Un religieux illégitimement absent depuis plus de douze mois et introuvable pourra être déclaré ipso facto renvoyé de son institut, prévoit le motu proprio Communis vita du Pape François publié le 26 mars par le Saint-Siège.

« La vie en commun est un élément essentiel de la vie religieuse et « les religieux doivent habiter dans leur maison religieuse en observant la vie commune et ils ne peuvent pas s’en absenter dans permission de leur supérieur » (can. 665 §1 CIC) »: c’est ainsi que commence la nouvelle « lettre apostolique » en forme de « motu proprio » du Pape François intitulée « Comunis vita ».

Il est en date du 19 mars – sous le patronage de S. Joseph. Il est publié par le Saint-Siège en italien et en latin, mardi 26 mars. Les nouvelles normes seront publiées par L’Osservatore Romano et entreront en vigueur le 10 avril.

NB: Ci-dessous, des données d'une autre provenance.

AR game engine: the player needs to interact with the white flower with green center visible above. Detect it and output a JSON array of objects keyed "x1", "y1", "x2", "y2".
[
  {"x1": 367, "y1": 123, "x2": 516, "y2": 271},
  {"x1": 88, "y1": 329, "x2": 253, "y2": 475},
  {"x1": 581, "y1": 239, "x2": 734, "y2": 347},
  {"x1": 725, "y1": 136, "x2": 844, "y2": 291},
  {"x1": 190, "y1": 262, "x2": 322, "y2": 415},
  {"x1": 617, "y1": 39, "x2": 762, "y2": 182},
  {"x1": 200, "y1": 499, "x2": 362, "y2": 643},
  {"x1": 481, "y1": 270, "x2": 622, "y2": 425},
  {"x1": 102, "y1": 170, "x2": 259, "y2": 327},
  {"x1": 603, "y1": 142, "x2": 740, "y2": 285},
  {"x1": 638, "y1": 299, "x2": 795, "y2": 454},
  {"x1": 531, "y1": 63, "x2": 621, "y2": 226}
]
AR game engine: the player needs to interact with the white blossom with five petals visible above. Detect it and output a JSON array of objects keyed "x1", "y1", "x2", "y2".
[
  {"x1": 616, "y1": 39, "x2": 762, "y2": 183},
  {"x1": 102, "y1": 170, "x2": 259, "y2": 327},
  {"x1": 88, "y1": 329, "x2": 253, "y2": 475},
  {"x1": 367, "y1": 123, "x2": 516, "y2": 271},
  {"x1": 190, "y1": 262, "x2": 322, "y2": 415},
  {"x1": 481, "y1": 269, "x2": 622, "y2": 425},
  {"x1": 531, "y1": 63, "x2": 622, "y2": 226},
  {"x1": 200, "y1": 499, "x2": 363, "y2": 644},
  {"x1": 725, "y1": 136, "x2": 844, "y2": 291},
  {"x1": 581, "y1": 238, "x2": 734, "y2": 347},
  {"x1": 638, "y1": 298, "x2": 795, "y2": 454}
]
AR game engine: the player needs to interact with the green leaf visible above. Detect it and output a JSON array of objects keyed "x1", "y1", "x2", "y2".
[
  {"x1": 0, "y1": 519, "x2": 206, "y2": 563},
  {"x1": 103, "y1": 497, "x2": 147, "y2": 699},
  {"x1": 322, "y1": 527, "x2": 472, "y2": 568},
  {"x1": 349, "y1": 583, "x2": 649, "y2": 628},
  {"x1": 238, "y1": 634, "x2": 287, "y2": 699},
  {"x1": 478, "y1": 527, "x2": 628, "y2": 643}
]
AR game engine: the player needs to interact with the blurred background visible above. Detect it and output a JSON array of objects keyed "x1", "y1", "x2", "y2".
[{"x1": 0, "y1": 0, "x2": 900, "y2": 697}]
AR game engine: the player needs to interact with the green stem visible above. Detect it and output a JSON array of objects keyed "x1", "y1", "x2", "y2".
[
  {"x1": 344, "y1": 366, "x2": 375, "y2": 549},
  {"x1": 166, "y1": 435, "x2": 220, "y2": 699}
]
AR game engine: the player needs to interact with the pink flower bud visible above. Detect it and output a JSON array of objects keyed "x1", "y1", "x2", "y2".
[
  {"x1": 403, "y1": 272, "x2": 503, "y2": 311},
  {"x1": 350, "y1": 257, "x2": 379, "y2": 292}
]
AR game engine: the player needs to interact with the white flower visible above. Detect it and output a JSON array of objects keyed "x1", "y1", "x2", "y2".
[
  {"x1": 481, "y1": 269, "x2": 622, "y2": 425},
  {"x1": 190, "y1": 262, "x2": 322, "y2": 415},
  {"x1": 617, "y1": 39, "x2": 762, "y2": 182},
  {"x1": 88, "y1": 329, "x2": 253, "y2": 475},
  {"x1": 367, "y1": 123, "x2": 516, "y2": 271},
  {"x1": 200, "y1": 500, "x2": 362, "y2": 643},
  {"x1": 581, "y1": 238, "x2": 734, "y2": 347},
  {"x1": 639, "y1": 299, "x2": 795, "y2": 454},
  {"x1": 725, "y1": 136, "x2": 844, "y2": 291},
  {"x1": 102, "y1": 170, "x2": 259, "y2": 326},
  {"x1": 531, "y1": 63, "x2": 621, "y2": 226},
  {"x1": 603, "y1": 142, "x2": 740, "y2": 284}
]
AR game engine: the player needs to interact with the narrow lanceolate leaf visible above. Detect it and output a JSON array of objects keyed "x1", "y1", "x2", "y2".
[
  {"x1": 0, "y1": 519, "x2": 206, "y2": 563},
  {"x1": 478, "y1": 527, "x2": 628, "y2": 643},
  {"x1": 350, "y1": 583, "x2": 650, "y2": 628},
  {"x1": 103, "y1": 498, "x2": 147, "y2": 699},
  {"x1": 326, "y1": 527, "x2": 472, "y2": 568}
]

Le Code de droit canon, poursuit le pape, « impose au supérieur de rechercher le religieux illégitimement absent pour l’aider à retourner et à persévérer dans sa propre vocation ».

Toutefois, il arrive que le supérieur ne soit pas en capacité de retrouver la trace du religieux absent. Si le Code de droit canon prévoit la possibilité de renvoi du religieux absent, « quand on ignore le lieu où le religieux réside, il devient difficile de donner une certitude juridique à la situation ». Ce nouveau motu proprio vient donc clarifier ces situations en modifiant l’article 694 du droit canon.

Parmi les cas de renvoi d’un religieux « par le fait même », s’ajoute celui d’une absence « illégitime (…) pour douze mois ininterrompus » et ou le religieux est introuvable. Dans ce cas, le supérieur – après consultation de son conseil – doit émettre sans délai une déclaration de renvoi. Celle-ci doit ensuite être confirmée par l’autorité de l’institut – soit l’évêque soit le Saint-Siège. Ce cas de renvoi s’ajoute à celui en raison d’un abandon notoire de la foi catholique et à celui de mariage.

En somme, le document clarifie la situation des religieux en rupture de couvent: si un religieux ne donne pas signe de vie et reste introuvable après 12 mois consécutifs, il est considéré comme renvoyé de l’état religieux, de même s’il se marie (même seulement civilement), ou s’il abandonne la foi catholique (déjà dans le Code).